O trecho do livro do qual mais gosto é aquele em que Noemi cujo nome significa "doçura" pede para ser chamada de Mara equivalente a "amargura". Pudera. Perdera o marido e os filhos, ficaram-lhe as noras que dispensa sem cerimônia, como era de se esperar. A nora Orfa se escafede. Rute lhe gruda na barra da saia o resto é que nem filme: não pode contar.
Acho curioso que essa história tenha inspirado tantas mães a batizar suas filhas de Mara e não de Noemi, o que reduziria a carga horária de sofrimento da humanidade. Deixe quieto. Por esses dias, finalmente conheci uma Noemi, digna de figurar nas Escrituras, a Noemi Francisco da Costa, 37 anos, moradora do Jardim Weisópolis, em Pinhais. É estudante do terceiro ano de Pedagogia na Facinter. E gari das 7 da matina às 3 da tarde.

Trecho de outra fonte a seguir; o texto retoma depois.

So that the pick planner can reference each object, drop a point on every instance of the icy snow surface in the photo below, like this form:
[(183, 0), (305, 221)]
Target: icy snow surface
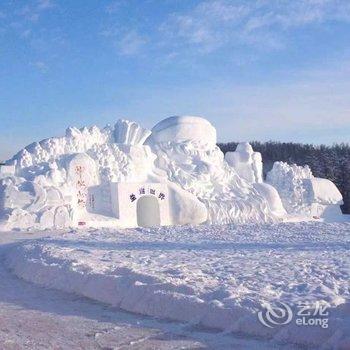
[(213, 276)]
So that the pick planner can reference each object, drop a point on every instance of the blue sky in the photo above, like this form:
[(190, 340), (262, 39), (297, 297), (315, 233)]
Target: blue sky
[(258, 70)]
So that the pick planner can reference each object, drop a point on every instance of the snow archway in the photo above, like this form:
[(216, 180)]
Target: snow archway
[(148, 213)]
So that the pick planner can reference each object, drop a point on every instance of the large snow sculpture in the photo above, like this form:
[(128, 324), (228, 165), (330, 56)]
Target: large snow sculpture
[(304, 194), (186, 150), (183, 128), (246, 162), (130, 133)]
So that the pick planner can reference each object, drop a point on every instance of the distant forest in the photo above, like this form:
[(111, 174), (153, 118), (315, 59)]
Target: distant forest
[(331, 162)]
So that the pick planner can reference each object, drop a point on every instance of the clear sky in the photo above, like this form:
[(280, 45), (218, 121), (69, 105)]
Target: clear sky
[(257, 69)]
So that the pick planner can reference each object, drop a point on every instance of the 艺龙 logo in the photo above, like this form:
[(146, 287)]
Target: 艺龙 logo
[(275, 315)]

Noemi veio parar por aqui ainda guria, quando a mãe saiu de Iporã, no Norte do Paraná, para se tratar nas Clínicas. Foi matriculada na Escola Municipal Irati, no Conjunto Mercúrio, Cajuru, e gostou do que viu: uma biblioteca. Bastou para que saracoteasse todo santo dia 40 minutos a pé para assistir às aulas. Era uma boa aluna. Chegou a passar em Contabilidade na Escola Técnica da UFPR, mas o mundo não se mostrou muito camarada com ela.
Na adolescência, entre um emprego de balconista aqui e de caixa de supermercado acolá, a doce Noemi teve de pendurar o boletim. A essa altura, adorava fotonovelas, devorava romances açucarados de Barbara Cartland e sonhava conhecer o tal de Castelo de Buckingham. E num estalar já era casada, com filhos e moradora do Bolsão Audi-União uma zona de ocupação irregular com 1,7 mil famílias e areão para um Saara inteiro.
Mas que nada. Ali mesmo no bolsão a filha de seu Noel e dona Santa fez a promessa de fazer faculdade e ensinar algo que preste para a moçada da ocupação. Não foi bolinho. Só para concluir o ensino médio consumiu uma década, na base do levanta e sacode a poeira. Em 2003, sacudida até, passou no vestibular e ganhou um emprego na Cavo.
"Coloquei aparelho nos dentes, pus coisa dentro de casa. Roupa para filho era luxo", desata a articulada Noemi uma celebridade no trecho da André de Barros, entre a Barão do Rio Branco e o Terminal Guadalupe, seu posto de trabalho enquanto o diploma não vem. Chato mesmo, só as guimbas de cigarro no chão. Tente varrer uma, seu fumante, para ver se é refresco.
Contei à heroína a experiência do psicólogo Fernando Braga da Costa, que durante dez anos circulou pela Universidade de São Paulo vestido de gari e não era reconhecido nem pelos amigos. Pesquisava a invisibilidade urbana e humilhação social, expressões que Noemi sabe bem o que significam, mas que não lhes tiram o sono. "Quer saber, até gosto quando não me notam."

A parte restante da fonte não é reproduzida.